Estas situações assentam em mudanças de comportamentos, por parte de
indivíduos, que sofreram uma mudança no seu contexto social, cultural e
político.
Com
isto tudo, conclui-se que a arte, na minha perspetiva, é extremamente
influenciada pela sociedade e pela política, sendo importante o debate sobre
este tema porque o mesmo obriga a uma reflexão, dada a natureza da arte e a sua
necessária união com a filosofia, e porque nos permite conhecer melhor as
diferentes épocas, mentalidades e sociedades, uma vez que se denota a
influência da sociedade e da política na arte. Desta forma, eu adoto uma
perspetiva de cognitivismo estético, defendendo que uma obra de arte para além
de proporcionar prazer estético também nos permite alargar o conhecimento sobre
o mundo. Eu defendi a minha perspetiva através de três argumentos. O primeiro
baseou-se no facto de as obras de arte representarem a sociedade, o segundo
partiu da definição de corrente artística e do que é que a existência de tais
correntes implica e o terceiro argumento assentou no facto de o artista estar
comprometido com um contexto histórico, social, político e cultural, tendo isto
impactos a nível estético e na sua vida interior, dependendo a sua arte destes
mesmos fatores.

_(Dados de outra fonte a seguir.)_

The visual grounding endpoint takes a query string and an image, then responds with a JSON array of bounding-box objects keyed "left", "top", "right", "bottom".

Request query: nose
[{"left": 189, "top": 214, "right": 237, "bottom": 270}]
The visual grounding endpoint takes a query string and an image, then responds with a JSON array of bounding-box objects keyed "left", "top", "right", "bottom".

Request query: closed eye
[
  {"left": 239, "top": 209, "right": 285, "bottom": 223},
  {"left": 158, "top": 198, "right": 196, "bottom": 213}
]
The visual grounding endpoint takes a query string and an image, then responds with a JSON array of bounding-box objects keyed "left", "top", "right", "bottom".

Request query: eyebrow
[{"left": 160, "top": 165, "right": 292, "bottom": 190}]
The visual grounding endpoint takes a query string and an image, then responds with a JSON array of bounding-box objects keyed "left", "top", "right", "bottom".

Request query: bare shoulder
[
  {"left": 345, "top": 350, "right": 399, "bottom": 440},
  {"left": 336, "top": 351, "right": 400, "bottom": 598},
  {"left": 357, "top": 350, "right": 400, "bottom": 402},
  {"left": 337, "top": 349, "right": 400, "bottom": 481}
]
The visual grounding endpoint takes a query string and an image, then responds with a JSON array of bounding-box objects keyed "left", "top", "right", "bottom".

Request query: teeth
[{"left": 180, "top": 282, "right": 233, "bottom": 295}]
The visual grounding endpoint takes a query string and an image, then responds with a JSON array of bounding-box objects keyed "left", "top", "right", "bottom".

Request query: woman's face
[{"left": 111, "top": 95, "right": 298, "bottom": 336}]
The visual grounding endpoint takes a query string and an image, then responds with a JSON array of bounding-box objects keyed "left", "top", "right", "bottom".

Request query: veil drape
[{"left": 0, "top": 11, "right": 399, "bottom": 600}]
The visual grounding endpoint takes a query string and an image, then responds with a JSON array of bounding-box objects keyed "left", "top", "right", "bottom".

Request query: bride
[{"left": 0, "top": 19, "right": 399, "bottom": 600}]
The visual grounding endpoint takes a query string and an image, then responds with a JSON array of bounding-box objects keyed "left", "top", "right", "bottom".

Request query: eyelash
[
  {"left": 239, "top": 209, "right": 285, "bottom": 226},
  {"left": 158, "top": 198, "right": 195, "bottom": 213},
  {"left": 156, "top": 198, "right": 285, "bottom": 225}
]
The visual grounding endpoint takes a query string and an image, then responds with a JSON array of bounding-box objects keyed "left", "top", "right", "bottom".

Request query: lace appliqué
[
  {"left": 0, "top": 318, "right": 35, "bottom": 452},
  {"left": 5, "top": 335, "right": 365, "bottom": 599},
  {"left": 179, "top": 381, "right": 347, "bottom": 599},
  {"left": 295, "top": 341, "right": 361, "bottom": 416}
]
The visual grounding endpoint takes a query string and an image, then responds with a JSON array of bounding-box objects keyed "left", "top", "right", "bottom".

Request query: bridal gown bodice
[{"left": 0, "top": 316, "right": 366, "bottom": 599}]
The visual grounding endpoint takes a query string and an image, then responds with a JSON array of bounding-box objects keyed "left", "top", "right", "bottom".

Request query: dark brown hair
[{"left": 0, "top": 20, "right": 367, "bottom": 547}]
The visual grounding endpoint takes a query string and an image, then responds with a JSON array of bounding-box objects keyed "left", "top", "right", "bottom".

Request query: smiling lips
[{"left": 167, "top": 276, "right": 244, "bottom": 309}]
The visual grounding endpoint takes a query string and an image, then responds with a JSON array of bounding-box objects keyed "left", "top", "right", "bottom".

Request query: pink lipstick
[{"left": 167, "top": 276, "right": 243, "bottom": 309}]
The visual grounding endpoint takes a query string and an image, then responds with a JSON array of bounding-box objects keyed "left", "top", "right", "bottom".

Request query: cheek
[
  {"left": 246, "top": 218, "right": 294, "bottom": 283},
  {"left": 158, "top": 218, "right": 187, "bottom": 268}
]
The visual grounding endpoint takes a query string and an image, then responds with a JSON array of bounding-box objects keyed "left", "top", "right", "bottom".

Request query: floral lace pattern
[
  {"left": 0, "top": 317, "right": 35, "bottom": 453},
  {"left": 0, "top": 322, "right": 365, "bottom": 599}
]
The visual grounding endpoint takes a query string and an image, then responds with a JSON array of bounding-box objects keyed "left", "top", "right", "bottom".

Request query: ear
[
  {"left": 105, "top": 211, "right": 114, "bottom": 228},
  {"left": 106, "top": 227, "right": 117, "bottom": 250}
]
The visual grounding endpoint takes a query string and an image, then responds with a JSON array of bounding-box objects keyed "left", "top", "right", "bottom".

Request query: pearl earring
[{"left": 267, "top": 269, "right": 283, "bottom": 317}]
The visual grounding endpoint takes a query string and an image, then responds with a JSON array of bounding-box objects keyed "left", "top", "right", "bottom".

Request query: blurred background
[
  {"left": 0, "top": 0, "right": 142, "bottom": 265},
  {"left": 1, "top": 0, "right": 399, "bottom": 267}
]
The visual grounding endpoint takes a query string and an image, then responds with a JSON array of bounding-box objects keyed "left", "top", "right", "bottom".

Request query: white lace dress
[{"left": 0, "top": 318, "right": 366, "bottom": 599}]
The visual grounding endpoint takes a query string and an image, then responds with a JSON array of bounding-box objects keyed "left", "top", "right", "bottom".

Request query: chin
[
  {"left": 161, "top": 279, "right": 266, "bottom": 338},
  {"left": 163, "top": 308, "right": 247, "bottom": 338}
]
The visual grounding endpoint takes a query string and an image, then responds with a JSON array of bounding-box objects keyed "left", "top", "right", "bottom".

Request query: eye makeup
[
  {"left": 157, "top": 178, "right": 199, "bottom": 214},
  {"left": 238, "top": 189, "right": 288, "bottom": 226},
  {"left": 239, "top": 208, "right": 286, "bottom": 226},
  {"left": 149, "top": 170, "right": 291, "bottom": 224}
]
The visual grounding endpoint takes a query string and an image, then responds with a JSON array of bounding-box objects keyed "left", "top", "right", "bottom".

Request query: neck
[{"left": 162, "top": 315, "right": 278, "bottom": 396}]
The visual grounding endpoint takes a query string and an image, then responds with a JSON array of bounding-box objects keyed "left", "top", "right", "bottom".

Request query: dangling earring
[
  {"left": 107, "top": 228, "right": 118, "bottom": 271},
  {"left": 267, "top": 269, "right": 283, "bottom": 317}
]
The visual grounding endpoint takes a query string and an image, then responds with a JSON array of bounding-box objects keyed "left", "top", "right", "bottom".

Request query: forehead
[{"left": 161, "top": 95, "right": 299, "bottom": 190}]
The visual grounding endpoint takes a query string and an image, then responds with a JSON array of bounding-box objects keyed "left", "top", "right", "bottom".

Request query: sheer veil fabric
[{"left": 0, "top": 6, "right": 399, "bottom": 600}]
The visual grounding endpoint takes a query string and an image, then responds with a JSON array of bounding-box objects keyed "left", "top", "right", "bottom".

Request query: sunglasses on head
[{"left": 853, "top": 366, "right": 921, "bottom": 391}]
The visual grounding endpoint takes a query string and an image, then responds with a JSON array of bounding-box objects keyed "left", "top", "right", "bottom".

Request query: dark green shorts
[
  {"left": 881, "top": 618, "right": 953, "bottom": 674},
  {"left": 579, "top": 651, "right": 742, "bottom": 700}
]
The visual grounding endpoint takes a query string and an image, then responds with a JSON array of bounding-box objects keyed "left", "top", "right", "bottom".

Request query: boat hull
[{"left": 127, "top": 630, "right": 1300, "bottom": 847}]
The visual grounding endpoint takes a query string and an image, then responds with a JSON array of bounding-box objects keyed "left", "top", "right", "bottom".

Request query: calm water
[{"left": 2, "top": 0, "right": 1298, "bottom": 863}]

O movimento do realismo é um perfeito exemplo para a
comprovação destes argumentos, uma vez que os seus valores, as suas ideias e
características consistiam na representação objetiva da realidade, dominaram a
Europa e constituíram uma corrente artística que influenciou inúmeras
mentalidades e sociedades, acabando também por consistir num movimento
político. O realismo alcançou Portugal na sua devida época e os exemplos que eu
apresentei foram prova disso e, com isto, foram também prova da massiva e
revolucionária influência política e social na arte. Como tentativas de
refutação aos argumentos e, portanto, à teoria defendida, apresentei duas
objeções. Posteriormente, expliquei a sua pouca relevância e de que maneira é
que não afetavam a veracidade da minha teoria. Com isto tudo, provo a minha
teoria, ou seja, provo que a arte é bastante influenciada pela sociedade e pela
política. Na época do realismo essa influência foi extremamente notória, sendo
quase como uma “nova expressão da arte”.